Have We Reached the Tipping Point?

Siberian Fires from Earth Observatory
A massive, unexpected thaw that covers an area of Siberia the size of France
and Germany combined is now releasing billions of tons of the super global
warming gas methane into the atmosphere. This will cause the kind of methane
spike that preceded the last period of extreme warming 15,000 years ago,
which was followed by a violent change to a much different climate. This is
poised to happen again.
Methane is 20 times as good at holding heat close to the earth as carbon
dioxide, and the greatest 'methane sink' in the world is the Siberian
permafrost. For years, scientists have warned that, if it melts suddenly,
there will be a climate catastrophe. Such a melting process is taking place
now, and if it extends into the autumn and is repeated with greater
intensity in coming summers, the effects will be severe in just a very few

Unfortunately, the fact that Siberia is outgassing massive quantities of
methane at this time means that the atmosphere is going to heat up much
faster than climate scientists anticipated, and it is likely that future
summer melts will be more intense, and will extend into the permafrost
beneath the American arctic. Environmental scientists have long dreaded the
day when Arctic permafrost would begin to melt seriously, and that day is
now at hand. From geologic records, we know that the last great ice age
began with a huge release of methane, but no one knows where all that
methane came from. It could have come from the ocean floor or from a peat
bog just like this one.

Climate scientist Stephen Sitch says that western Siberia is heating up
faster than anywhere else in the world. US climatologist Larry Smith warns
that the Siberian peat bog could release 70 billion tons of methane, which
is one-fourth of all the methane stored in the ground around the world.
Smith has thought the Siberian permafrost would thaw gradually, so it will
not release its methane into the atmosphere in a single burst. However, a
great deal of methane was released into the atmosphere all at once in the
distant past, so it could happen again, and the unprecedented situation that
is happening now is an indication that the melt will be fast and extensive.

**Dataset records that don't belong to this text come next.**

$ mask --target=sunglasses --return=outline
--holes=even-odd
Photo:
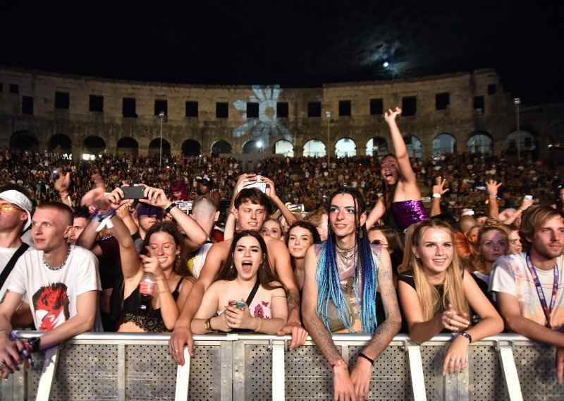
[[[20,209],[18,206],[14,206],[13,205],[10,205],[10,203],[0,203],[0,213],[8,215],[11,213],[13,210],[20,210],[20,212],[23,212],[23,209]]]
[[[381,246],[382,248],[388,248],[388,244],[384,244],[379,239],[374,239],[370,244],[374,244],[374,245],[376,245],[378,246]]]

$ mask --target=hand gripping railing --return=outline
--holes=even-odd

Climatologist David Viner says that even if the methane gradually seeped out
of the permafrost over the next 100 years, it would still lead to a 10 to
25% increase in global warming. 700 billion tons is about the same amount
that is now released annually from agriculture around the world, so the
amount of greenhouse gas in the atmosphere would double.

Siberia's peat bogs formed around 11,000 years ago, when the last ice age
ended. They've been generating methane from rotting vegetation ever since,
but it's been harmlessly trapped beneath the frozen permafrost—until now.
Climate researcher Karen Frey says if the bogs dry out as they get warmer,
the methane will oxidize and be generated into the atmosphere as carbon
dioxide. But if the bogs remain wet, the methane itself will be released
straight into the atmosphere. While both CO2 and methane are greenhouse
gasses, methane is 20 better at trapping heat than carbon dioxide—which is
much worse for the future of the Earth.